The American religious landscape has been changing rapidly with church membership recently declining to below a majority of Americans for the first time along with shrinking numbers believing in God and a significant rise in agnostics and atheists most notably among younger Gen Z Americans . These changes in faith-based institutions are noteworthy as these institutions have historically helped anchor civil society and have been instrumental in forging ethical norms and social ideals for generations. Yet, they may be disappearing.

One major consequence that has emerged from these shifts involves free expression. Nearly four in ten (38%) students on collegiate campuses today are either atheists, agnostics, or nothing in particular. These students have notably less supportive views toward open inquiry and free speech than their faith-identifying peers.

The Foundation for Individual Rights and Expression (FIRE) just released its study of almost 45,000 voices of currently enrolled students at over 200 colleges and universities around the nation, investigating attitudes toward speech and one’s religious leaning. While the study does not ask about religious practice or attitudes, it does measure religious identification and captures the significant number of students who do not identify as a member of traditional faith. Even without deep data on faith outlook and practice, real cleavages emerge suggesting that faith is deeply tied up with how students think about civility and discourse.

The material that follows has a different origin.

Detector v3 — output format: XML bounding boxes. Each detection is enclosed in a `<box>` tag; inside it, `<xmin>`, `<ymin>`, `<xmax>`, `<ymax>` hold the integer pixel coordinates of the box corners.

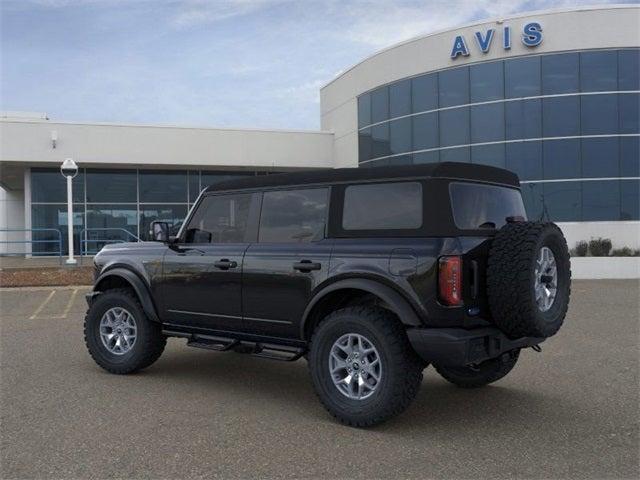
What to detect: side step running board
<box><xmin>162</xmin><ymin>330</ymin><xmax>306</xmax><ymax>362</ymax></box>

Consider the fact that schools regularly bring in a variety of speakers to campus and there has been a recent rise in attempts to prevent or shut down these events . When asked about the acceptability of shouting down a speaker to prevent them from speaking on campus, 57% of students with a faith identification believe that there are times when shouting down a speaker could be acceptable. A much higher 71% of no-faith students feel the same way. As for blocking other students from attending a campus event, 34% of religious students maintain that there are times when this behavior is acceptable compared to a higher number of non-faith students at 43%. These figures are too high, but it is very clear that even with fairly crude measures of faith, those of no faith, atheist or agnostic are far more open to trying to stop expression.

At the same time, religious students feel pressured to remain silent given their environment on campus. Fifty-nine percent of students identifying with a traditional faith report self-censoring occasionally or more often while the number declines to 48% of those with no faith whatsoever. These numbers highlight how students of faith experience higher education differently than those of no faith. Those who do not identify with any faith are far more willing to express themselves than their religiously identifying counterparts, but they are more open to silencing dissent and ideas which they may find objectionable.

The findings in the FIRE data run into opposition from important research by Professor Ilana Horwitz who spent years looking at thousands of American teenagers in the early 2000s. Horwitz found that “religion fosters traits that are helpful in a school system that relies on authority figures and rewards people who follow the rules.” This may help explain why students with a religious identity are less likely to try to shut down speech.

Horwitz argues that “rather than being motivated to please God by being well behaved, atheists tend to be intrinsically motivated to pursue knowledge, think critically and be open to new experiences. These dispositions are also linked with better academic performance.” While better performance in high school may be the case, the FIRE data suggests that these students are far more likely to be part of the progressive cancel culture wave that is silencing students on campuses nationwide; this is the antithesis of critical thinking, viewpoint diversity, and being open to new ideas. Clearly, more work needs to be done to better understand this growing, areligious group of students.

While the FIRE data does not probe into the nuance of religious behavior, the data does capture the behavior of atheists, agnostics, and students of no faith, and these students are not nearly as open-minded as their faith-identifying counterparts. Students who identify with a faith are more open to hearing difficult or disagreeable views, report self-censorship, and are experiencing a collegiate life that is notably dissimilar from their non-religion identifying counterparts. The non-religious are not only far more likely to express themselves, but concurrently silence others in the process; a model of hypocrisy today.